联的机器学习prediction回原始数据集 [英] Linking the Machine Learning Prediction back to the original data set

查看:157
本文介绍了联的机器学习prediction回原始数据集的处理方法,对大家解决问题具有一定的参考价值,需要的朋友们下面随着小编来一起学习吧!

问题描述

我到几个使用机器学习算法上做零售交易数据POC和未来与为缺货分析的prediction模型的过程。我的问题可能听起来愚蠢的,但我真的AP preciate如果你或其他人能回答我。

I am into a process of doing a POC on Retail Transaction Data using few Machine learning Algorithms and coming up with a prediction model for Out of stock analysis.

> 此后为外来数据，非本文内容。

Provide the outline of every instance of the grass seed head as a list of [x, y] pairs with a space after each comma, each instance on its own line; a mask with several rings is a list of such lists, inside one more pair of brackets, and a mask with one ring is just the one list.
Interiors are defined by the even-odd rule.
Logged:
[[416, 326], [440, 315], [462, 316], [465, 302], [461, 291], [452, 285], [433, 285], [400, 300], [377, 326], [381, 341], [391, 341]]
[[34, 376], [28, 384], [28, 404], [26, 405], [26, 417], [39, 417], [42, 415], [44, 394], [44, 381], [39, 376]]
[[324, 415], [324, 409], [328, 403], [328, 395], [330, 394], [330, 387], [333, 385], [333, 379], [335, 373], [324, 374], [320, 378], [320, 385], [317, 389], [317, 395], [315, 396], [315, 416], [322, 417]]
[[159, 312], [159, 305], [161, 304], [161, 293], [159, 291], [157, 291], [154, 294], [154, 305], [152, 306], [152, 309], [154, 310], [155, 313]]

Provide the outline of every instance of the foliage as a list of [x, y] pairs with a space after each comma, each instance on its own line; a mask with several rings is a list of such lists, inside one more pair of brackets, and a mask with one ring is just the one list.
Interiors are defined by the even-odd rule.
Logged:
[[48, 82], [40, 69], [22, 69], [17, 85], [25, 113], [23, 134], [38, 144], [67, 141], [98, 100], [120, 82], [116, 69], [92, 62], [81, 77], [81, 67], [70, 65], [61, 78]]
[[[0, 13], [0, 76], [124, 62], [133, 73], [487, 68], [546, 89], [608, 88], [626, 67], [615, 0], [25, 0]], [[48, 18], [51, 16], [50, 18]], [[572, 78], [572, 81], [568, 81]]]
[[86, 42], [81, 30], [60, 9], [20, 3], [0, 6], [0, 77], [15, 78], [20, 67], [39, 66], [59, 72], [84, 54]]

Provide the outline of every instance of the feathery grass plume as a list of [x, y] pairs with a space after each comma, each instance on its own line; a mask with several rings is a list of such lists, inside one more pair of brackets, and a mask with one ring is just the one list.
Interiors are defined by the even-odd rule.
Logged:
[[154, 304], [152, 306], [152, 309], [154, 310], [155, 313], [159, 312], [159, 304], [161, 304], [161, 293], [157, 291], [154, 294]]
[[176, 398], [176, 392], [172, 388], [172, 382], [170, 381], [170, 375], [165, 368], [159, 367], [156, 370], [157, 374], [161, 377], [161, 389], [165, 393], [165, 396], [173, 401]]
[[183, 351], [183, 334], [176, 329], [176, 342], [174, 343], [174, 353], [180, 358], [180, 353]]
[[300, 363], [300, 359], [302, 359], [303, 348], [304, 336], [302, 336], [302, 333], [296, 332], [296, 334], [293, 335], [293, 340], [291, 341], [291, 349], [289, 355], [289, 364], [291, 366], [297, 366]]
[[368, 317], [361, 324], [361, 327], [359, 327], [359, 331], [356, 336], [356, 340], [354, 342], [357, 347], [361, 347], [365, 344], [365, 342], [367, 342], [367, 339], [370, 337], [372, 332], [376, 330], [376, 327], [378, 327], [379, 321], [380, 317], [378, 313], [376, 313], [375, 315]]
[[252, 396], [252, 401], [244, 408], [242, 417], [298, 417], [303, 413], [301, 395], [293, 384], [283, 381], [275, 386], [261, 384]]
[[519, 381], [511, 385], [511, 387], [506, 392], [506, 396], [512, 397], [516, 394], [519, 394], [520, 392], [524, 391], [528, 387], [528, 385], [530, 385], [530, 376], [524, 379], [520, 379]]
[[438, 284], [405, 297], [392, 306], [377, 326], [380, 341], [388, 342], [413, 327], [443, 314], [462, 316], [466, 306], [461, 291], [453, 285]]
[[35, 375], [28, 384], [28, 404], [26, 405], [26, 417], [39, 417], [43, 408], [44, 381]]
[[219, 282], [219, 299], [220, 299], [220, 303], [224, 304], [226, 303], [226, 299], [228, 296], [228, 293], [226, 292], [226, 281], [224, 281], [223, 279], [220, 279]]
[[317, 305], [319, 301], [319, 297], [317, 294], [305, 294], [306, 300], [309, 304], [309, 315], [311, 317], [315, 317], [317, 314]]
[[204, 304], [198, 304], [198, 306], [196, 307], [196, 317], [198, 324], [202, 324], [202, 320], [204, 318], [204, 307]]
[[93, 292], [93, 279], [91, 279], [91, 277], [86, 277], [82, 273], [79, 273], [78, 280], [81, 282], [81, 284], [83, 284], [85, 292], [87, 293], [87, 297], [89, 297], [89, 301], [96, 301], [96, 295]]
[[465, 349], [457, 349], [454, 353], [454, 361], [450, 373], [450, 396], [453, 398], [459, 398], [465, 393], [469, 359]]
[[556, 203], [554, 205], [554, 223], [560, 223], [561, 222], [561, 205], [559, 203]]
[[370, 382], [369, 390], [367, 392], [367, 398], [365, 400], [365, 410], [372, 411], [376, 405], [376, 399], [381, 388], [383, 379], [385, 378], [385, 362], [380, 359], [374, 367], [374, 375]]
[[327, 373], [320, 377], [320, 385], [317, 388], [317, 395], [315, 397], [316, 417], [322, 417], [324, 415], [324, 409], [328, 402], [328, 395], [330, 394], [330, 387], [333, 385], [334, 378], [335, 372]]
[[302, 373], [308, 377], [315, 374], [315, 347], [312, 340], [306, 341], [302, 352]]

My questions might sound stupid but I would really appreciate if you or anyone else can answer me.

到目前为止,我已经能够得到一个数据集==>转换功能成(labelpoint,特征向量)==>培养出ML模型==>运行测试数据集模型和==>获取predictions。

So far I have been able to get a data set ==> Convert the features into a (labelpoint , Feature Vectors) ==> Train a ML model ==> Run the model on Test DataSet and ==> Get the predictions.

由于我有任何的Java / Python的/斯卡拉语言没有经验,我建我的特点,在数据库和保存这些数据作为一个CSV文件为我的机器学习算法。

Since I have no experience on any of the JAVA/Python/Scala languages, I am building my features in the database and saving that data as a CSV file for my machine learning Algorithm.

我们如何创建使用Scala从原始数据的功能。

How do we create features using Scala from raw data.

源数据集包含许多功能为一组(商店,产品,日期),其录制OOS事件(目标)

The Source Data set consists of many features for a set of (Store, Product , date) and their recorded OOS events (Target)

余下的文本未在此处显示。